You know, I actually ended up at 932px for my site’s new design. The two factors that led to that width was that I position my Dock on the right of the screen, and that I also left a little room for the scroll bar.

Still, though, it looks like a handy resource! I’ll have to give it a whirl on my next project. :)

23   Ren ~ 21 January 2007

Great post — I really appreciate what you do for the design community.

I don’t know what caused it, but if you view the image in Safari and then right click to save the image, the measurements won’t line up. If you just right click the link and save the image directly everything should look good when you open it up in PS.

Hopefully that saves someone a bit of trouble :)

24   Paul L. ~ 07 February 2007

In addition to Mr. Fahey’s comments, one should also remember that many grid systems used in print are based on the geometry of the “golden rectangle” and the ISO paper system. They aim to utilize the inherent relationships found between objects arranged on a page as they relate to one another and the golden rectangle itself.

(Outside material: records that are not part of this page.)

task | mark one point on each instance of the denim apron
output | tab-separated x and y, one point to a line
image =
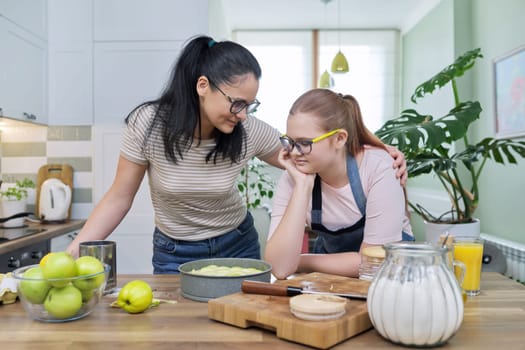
347	239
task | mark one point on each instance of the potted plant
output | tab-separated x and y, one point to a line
255	184
13	200
429	145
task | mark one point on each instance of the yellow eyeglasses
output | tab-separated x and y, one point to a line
304	146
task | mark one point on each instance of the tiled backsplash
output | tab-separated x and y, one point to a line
25	148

25   sissT ~ 10 April 2007

Great post and thank you for the image. This is a great help!
I am thinking about the ruler though. It is based on a “normal” ruler a 10px grid with 10 subdivisions.
My designs are usually based on a 16px grid with 4 subdivisions. So for me i would be much easier to have a ruler based on 16px. So i took your image and changed the ruler to a 16px-based ruler.
If anybody is interested you will find it @

26   Redirect ~ 15 April 2007

thanks for grid ;)

27   Robert ~ 18 April 2007

Thank you for the excellent work.

28   Mark ~ 27 June 2007

What resolution did you use when you made that image? Not only does it appear to be a little blurry, but the lines in the image do not line up with the pixel ruler in Photoshop. Just curious.

29   Mark ~ 28 June 2007

Do these spammers understand what rel=”nofollow” means or even does? This is to all spammers, everywhere: STOP. WE DON’T CARE ABOUT YOUR LAME PRODUCTS. YOU SUCK AT LIFE. DEAL WITH IT.